O Brasil iniciou uma articulação com países vizinhos para tentar transformar a abundância de minerais estratégicos da América do Sul em uma cadeia produtiva mais integrada. Um acordo entre o Ministério de Minas e Energia (MME) e o Banco de Desenvolvimento da América Latina e Caribe (CAF) vai estudar como reservas minerais, capacidade industrial e tecnologia existentes nos países do Mercosul e no Chile podem ser conectadas para ampliar a participação da região nas cadeias globais ligadas à transição energética.
A cooperação prevê aporte não reembolsável de US$ 120 mil do CAF e terá prazo inicial de 12 meses. Os recursos serão destinados à contratação de consultorias especializadas responsáveis pelos estudos técnicos.
A proposta vai além de identificar onde estão os minerais. O trabalho deverá mapear recursos, reservas, produção e projetos minerais dos países participantes, além de levantar capacidades existentes em pesquisa, desenvolvimento, inovação e processamento mineral. Também será projetada a demanda mundial por minerais estratégicos ligados à transição energética até 2050.
A partir desse diagnóstico, Brasil e países vizinhos pretendem identificar possibilidades de cooperação tecnológica, produtiva e regulatória e avaliar potenciais projetos conjuntos.
Da reserva à cadeia produtiva
A iniciativa ocorre em um momento de crescente disputa internacional pelo acesso a minerais utilizados em baterias, veículos elétricos, sistemas de armazenamento de energia e tecnologias de geração renovável.
A América do Sul reúne algumas das principais reservas mundiais de minerais associados a essas cadeias, mas o desafio colocado pelos governos é aumentar a parcela de processamento, transformação e desenvolvimento tecnológico realizada dentro da própria região.
“É preciso agregar valor, desenvolver tecnologia, atrair investimentos e construir cadeias produtivas mais integradas”, afirmou o representante do CAF no Brasil, Carlos Charme, ao anunciar a cooperação.
A estratégia considera que diferentes países podem oferecer partes complementares dessa cadeia. O estudo buscará identificar justamente onde existem essas sinergias e como capacidades hoje distribuídas pela região podem ser conectadas.

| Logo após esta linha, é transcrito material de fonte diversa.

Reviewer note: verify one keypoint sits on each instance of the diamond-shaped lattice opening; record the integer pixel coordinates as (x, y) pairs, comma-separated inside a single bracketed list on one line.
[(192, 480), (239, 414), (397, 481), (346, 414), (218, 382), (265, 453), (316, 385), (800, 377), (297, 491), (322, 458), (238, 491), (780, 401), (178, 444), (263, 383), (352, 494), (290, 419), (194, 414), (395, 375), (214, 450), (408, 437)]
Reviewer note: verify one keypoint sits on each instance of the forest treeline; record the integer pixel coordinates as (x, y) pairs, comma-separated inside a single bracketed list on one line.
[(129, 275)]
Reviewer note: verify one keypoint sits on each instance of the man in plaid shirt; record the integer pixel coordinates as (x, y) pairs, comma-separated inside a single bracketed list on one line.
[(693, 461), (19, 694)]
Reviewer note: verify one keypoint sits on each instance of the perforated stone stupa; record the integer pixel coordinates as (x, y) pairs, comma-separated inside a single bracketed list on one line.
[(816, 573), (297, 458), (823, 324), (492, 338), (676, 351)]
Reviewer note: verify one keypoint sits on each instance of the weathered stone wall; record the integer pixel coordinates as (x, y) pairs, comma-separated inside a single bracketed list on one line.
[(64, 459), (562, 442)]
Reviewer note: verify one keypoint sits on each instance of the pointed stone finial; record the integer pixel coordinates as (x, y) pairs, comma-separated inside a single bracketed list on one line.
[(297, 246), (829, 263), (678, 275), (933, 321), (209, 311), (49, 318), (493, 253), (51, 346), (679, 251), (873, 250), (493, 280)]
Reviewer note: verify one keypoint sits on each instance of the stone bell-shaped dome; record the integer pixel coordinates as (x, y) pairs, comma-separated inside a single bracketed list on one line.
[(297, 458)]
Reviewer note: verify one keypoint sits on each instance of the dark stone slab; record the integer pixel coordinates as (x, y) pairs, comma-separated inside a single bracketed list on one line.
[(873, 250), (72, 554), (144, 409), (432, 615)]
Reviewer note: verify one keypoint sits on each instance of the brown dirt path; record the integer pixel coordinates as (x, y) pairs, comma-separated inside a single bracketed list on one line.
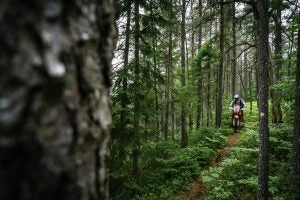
[(197, 189)]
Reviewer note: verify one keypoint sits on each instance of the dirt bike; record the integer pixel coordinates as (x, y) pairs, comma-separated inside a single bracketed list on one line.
[(236, 117)]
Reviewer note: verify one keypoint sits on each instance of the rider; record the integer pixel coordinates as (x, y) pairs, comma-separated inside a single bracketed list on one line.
[(240, 102)]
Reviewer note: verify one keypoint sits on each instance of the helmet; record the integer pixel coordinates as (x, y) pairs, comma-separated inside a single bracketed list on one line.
[(236, 96)]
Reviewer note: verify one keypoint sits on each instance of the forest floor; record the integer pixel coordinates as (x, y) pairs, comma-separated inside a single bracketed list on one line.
[(197, 189)]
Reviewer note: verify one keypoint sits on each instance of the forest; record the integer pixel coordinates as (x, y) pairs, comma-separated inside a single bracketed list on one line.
[(177, 66), (149, 99)]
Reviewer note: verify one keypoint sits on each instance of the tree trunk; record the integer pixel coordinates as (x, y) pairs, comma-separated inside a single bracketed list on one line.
[(233, 70), (168, 78), (296, 166), (263, 77), (183, 74), (220, 69), (136, 118), (55, 124), (199, 88), (124, 97), (276, 93)]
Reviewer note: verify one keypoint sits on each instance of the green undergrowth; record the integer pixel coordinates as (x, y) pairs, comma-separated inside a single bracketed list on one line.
[(236, 178), (166, 169)]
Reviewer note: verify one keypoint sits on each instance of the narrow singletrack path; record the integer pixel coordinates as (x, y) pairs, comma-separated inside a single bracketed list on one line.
[(197, 189)]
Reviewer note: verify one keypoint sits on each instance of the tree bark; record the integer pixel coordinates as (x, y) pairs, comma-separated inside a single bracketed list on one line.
[(124, 96), (276, 93), (136, 118), (220, 70), (261, 16), (296, 146), (233, 63), (55, 124), (200, 85), (183, 74)]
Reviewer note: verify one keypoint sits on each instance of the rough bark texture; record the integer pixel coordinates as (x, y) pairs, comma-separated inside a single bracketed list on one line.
[(183, 74), (136, 119), (233, 67), (55, 62), (200, 81), (168, 78), (296, 167), (220, 69), (276, 93), (124, 96), (263, 77)]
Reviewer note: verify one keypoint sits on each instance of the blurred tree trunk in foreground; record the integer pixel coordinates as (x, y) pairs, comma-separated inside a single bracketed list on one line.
[(55, 62)]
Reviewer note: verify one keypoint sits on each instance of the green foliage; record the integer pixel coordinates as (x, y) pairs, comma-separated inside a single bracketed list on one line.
[(166, 168), (236, 178)]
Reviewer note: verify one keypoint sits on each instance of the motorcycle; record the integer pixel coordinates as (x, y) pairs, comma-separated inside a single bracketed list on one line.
[(236, 117)]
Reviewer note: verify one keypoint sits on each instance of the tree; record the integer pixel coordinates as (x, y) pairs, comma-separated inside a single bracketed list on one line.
[(183, 74), (296, 147), (276, 92), (54, 126), (220, 69), (136, 120), (200, 81), (233, 62), (261, 16)]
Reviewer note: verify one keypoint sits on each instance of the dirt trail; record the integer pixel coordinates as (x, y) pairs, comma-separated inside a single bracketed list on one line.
[(197, 189)]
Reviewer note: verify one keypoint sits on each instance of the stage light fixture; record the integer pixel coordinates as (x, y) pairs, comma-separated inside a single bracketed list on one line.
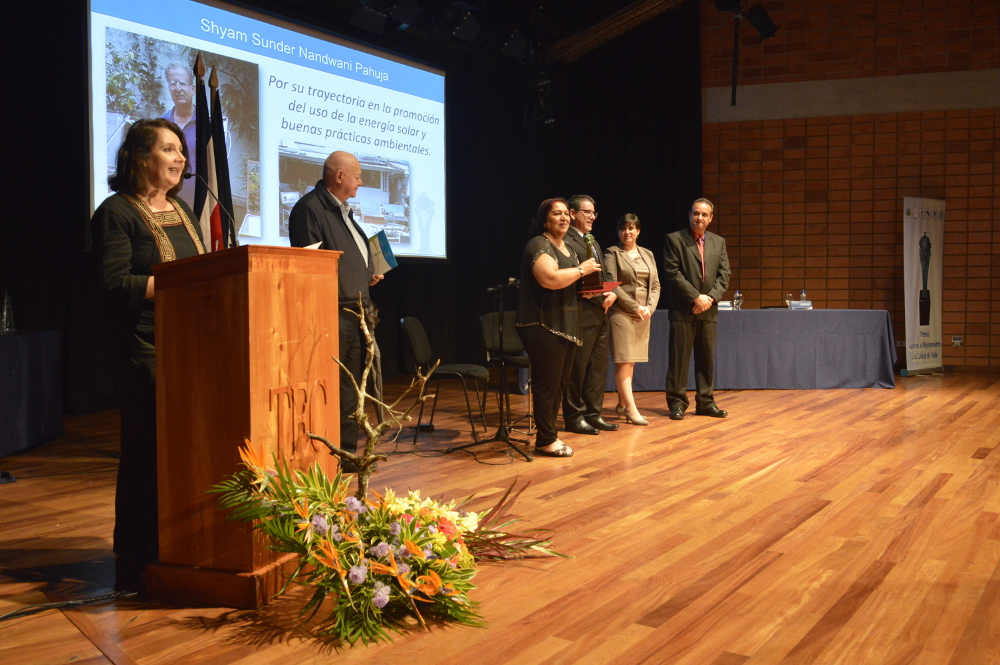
[(466, 27), (457, 20), (515, 46), (405, 11), (759, 19), (369, 20), (728, 5)]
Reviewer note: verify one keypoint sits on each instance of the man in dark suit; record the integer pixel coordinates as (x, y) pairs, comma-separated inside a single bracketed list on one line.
[(697, 274), (584, 396), (323, 219)]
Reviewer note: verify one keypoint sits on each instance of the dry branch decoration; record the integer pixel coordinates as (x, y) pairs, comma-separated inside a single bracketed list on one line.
[(374, 566), (373, 433)]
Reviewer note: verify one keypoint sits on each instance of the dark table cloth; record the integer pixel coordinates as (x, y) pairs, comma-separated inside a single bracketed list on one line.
[(30, 390), (784, 349)]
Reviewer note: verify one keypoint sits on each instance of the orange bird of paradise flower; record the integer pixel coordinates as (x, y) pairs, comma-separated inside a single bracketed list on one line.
[(412, 548), (431, 583), (253, 459)]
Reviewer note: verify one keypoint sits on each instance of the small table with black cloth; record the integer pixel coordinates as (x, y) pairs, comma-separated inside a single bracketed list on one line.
[(782, 349), (30, 390)]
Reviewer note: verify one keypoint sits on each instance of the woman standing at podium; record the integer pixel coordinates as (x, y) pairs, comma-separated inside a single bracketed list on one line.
[(143, 224)]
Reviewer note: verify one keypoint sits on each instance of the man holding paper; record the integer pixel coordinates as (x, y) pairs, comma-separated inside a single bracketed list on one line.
[(323, 219), (584, 397)]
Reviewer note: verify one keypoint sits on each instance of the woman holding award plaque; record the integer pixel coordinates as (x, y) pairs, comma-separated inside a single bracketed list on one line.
[(548, 317), (629, 316)]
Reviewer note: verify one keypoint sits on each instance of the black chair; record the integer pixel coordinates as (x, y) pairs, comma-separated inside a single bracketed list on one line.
[(413, 330), (513, 354)]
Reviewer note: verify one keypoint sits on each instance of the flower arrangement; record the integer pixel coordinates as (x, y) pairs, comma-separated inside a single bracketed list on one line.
[(381, 564)]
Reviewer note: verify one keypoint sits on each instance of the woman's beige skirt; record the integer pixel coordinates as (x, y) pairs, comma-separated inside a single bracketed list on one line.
[(629, 338)]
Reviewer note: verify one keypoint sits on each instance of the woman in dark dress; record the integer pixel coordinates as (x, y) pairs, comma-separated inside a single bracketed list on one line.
[(548, 319), (138, 227)]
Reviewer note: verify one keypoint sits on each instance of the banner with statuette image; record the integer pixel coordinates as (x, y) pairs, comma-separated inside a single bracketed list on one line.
[(923, 258)]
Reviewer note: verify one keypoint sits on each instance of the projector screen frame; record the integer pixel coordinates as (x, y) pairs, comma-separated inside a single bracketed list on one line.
[(284, 22)]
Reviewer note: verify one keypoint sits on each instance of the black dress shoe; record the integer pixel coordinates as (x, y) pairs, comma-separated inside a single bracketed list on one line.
[(712, 411), (602, 424), (581, 427)]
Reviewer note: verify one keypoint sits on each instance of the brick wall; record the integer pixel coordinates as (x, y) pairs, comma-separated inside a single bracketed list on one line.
[(816, 203)]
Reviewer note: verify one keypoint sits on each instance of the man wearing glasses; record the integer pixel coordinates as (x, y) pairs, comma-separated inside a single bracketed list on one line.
[(584, 397), (180, 82)]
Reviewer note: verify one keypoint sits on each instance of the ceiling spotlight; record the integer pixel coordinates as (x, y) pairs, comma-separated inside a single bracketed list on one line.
[(369, 20), (759, 19), (515, 46), (458, 20), (728, 5), (405, 11)]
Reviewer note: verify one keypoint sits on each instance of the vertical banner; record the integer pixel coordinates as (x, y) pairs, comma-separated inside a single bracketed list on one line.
[(923, 257)]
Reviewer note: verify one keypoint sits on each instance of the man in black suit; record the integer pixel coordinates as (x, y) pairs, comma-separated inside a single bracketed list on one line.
[(584, 396), (697, 274), (323, 219)]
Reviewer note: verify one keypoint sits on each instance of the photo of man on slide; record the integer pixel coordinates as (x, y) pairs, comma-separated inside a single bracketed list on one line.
[(153, 78)]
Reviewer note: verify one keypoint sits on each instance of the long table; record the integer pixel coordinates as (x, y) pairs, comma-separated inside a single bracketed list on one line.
[(784, 349)]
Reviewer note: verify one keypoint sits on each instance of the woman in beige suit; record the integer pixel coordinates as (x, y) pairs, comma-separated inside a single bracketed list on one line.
[(629, 316)]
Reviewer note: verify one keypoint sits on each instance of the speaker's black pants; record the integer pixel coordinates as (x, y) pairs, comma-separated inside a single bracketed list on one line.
[(551, 358), (685, 335)]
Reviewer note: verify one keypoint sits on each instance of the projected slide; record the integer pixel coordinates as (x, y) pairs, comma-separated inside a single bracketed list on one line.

O trabalho deverá analisar inclusive aspectos técnicos, econômicos e logísticos dos potenciais projetos conjuntos. As iniciativas consideradas de maior potencial de impacto e investimento poderão integrar uma carteira preliminar de projetos estratégicos regionais.
Brasil no papel de articulador
A iniciativa nasceu de uma articulação brasileira no Subgrupo de Trabalho nº 15, de Mineração e Geologia, do Mercosul. O grupo definiu como prioridade a realização de um estudo regional sobre minerais estratégicos e a busca por maior cooperação entre os países.
Para o secretário Nacional de Geologia, Mineração e Transformação Mineral substituto, Anderson Arruda, a estratégia passa por tratar a mineração como um ativo não apenas nacional.
“A mineração é hoje um ativo estratégico para o Brasil e para toda a América Latina. Por isso, olhamos para esse setor não apenas de forma individual, mas a partir de uma estratégia regional”, afirmou.
Ao final dos 12 meses, a expectativa é que o trabalho entregue uma base consolidada de informações sobre a região, um mapa de sinergias entre os países, recomendações para maior alinhamento regulatório e a carteira preliminar de projetos. Os resultados deverão passar ainda por oficinas técnicas com especialistas e representantes dos governos.
Valor dentro da América do Sul
A discussão sobre integração regional acontece enquanto o Brasil estrutura sua própria política para minerais críticos e estratégicos e tenta ampliar as etapas de beneficiamento e transformação realizadas no país.
O desafio regional é semelhante: evitar que a vantagem representada pelas reservas minerais resulte predominantemente na exportação de matérias-primas, sem que processamento, tecnologia e atividades de maior valor agregado acompanhem o crescimento da produção.
Um relatório publicado pelo próprio CAF em 2026 aponta oportunidades para diferentes países avançarem na cadeia de valor: Chile e Argentina discutem formas de ir além da exportação de lítio, enquanto o Brasil busca atrair investimentos para o refino de metais críticos. O documento ressalta, porém, que esse movimento depende de ambiente de investimento, mão de obra e transferência de tecnologia.
O estudo com Mercosul e Chile deverá indicar se parte dessa resposta pode vir de uma estratégia conjunta.
Por enquanto, não há definição sobre quais projetos serão desenvolvidos nem sobre como eventuais investimentos serão distribuídos entre os países. A primeira etapa será justamente identificar onde a integração faz sentido econômico, tecnológico e logístico.